On 1st March the All Ordinaries Index of Australian share prices closed at a record high, above 8,000 points for the first time. That was a gain of around fourteen per cent over the last three months, though only eight per cent over the last year. Should we go defensive now?
Share price records are not rare and abnormal. They reflect a growing economy. As production increases, incomes rise. Higher incomes and a growing population lead to more sales for businesses and increasing company profits. Higher profits translate into higher share prices.
The recent gains have been driven by interest rates reaching their peak in the US, Europe and Australia. Rate cuts are now likely in the US and Europe by mid-year, and here by year end. Economies are slowing, bringing inflation down, but not collapsing, so a “soft landing” is likely.
Can share price gains continue? Some caution is likely at this level with investors awaiting further developments. Large company shares have done much better than small companies over the last two years. The ASX 50 earned 10.1 per cent including dividends, while the Small Ordinaries lost 0.4 per cent.
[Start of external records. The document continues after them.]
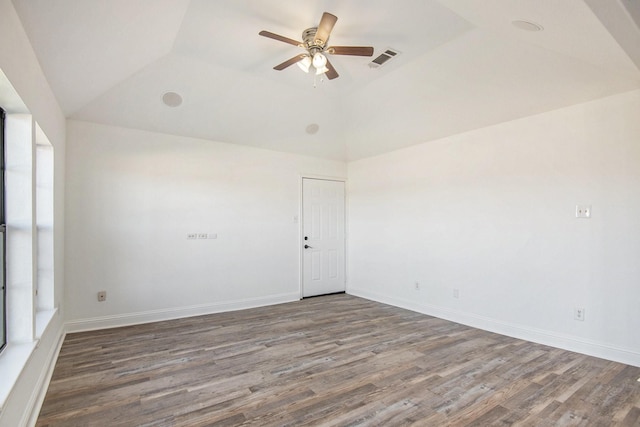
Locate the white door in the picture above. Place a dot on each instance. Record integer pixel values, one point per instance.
(323, 218)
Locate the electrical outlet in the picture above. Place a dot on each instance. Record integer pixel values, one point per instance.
(583, 211)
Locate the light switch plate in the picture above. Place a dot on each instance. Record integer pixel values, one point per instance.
(583, 211)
After a weak period in share markets large company shares usually recover first. Small companies follow. When investors think large company shares are fully priced they start seeking value among the less-studied small companies.
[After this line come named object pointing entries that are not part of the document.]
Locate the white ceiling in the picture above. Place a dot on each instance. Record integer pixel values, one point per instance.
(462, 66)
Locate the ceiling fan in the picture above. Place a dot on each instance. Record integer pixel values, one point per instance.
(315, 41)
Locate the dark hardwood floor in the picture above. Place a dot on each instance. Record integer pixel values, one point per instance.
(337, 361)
Analysts have recently been questioning the price of major companies like Commonwealth Bank. It is also much easier for small companies to grow by increasing their market share than it is for large companies. So further gains this year are more likely among small companies.
This is probably a good time not to have all eggs in one basket, to diversify. While shares in Australia and overseas have had a good run there are other attractive options. Commercial property has been disrupted and depressed due to working-from-home, and rapidly rising interest rates.
Exposure to property should provide benefits. Infrastructure investments performed poorly when interest rates rose and should improve now. Including a portion of fixed interest and cash is also more appealing now that interest rates are higher. Diversification will reduce volatility.
There may well be some sort of correction in the share market this year before further gains when the first-rate cuts appear. Fortunately, the economy is still sound. Lower borrowing costs ahead will help consumers and businesses.
There is also still a big weight of money flowing into super funds that must be invested somewhere. That will continue to provide demand for shares and support prices.